Global isolation, detection, and quantitation of proteins are more difficult to achieve than such procedures for DNA and RNA. Simple, relatively cheap and quantitative methods for global analysis of proteins are not yet available. The complexities of posttranslational modification and its effects on function and metabolism need to be taken into account. However, once clinically relevant markers are available, clinical biochemistry has a wealth of tools to accurately measure individual proteins in almost any fluid. But the relevant markers have yet to be discovered, at least using proteomic methods.

Classical proteomics uses 2D gels with a variety of analytical methods to detect peptides. These approaches have become increasingly sophisticated and amenable to quantitation, but have yet to yield any clinically relevant biomarkers for prostate cancer. The technical skill and experience required for the classical methods contrast with the ease of use of surface enhanced laser desorption ionization-time of flight (SELDI-TOF). Using this technique, biological fluids are applied to various surfaces, dried and placed in a machine that provides a series of peaks that can be compared between samples. Supposedly reproducible and clinically relevant findings were claimed to be produced, but were eventually shown to be neither reproducible nor clinically relevant. Reproducibility was poor in the absence of stringent control of sample collection, separation, and storage. Currently there is little interest in pursuing this approach (Goo and Goodlett, 2010).

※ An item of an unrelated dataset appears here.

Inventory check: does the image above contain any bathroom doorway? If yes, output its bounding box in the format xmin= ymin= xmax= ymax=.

A swathe of new techniques is being used to identify proteins, protein interactions, protein metabolism, and posttranslational modification using a variety of platforms, both new and old. However, for every article demonstrating a new and clinically relevant biomarker such as PSA, CA-125, or β-HCG, there are probably at least 10,000 articles containing negative results or positive results that are either not reproducible or of no clinical value.

Prostate Cancer Protoemics—The Future

There is flurry of activity related to the detection of sarcosine in urine for prostate cancer diagnosis. Using various types of sample, Sreekumar et al. (2009) demonstrated that sarcosine levels increased greatly during prostate cancer progression to metastasis and that sarcosine can be detected and measured in urine samples. As is typical in the biomarker field, the first independent study attempting to replicate this finding failed, concluding that sarcosine levels in urine are not diagnostic or associated with stage or grade of prostate cancer (Jentzmik et al., 2010). As is also typical in the biomarker field, the two studies are not directly comparable due to differences in a number of variables such as the assay methodology and the cohort of patients, and therefore further studies will be needed to resolve the contradictions. In the biomarker field, it seems that hype, hope, and optimism are essential prerequisites, but the grim truth is almost but not total universal disappointment when attempts are made to replicate positive results with claims of clinical benefit.

Eventually further markers for prostate cancer will be identified. They will be small in number and help to answer specific clinical questions relating to the management of the patients. These markers will be analyzed individually or in small groups using various methodologies developed by clinical biochemists and will contribute to a higher standard of care for men with prostate cancer.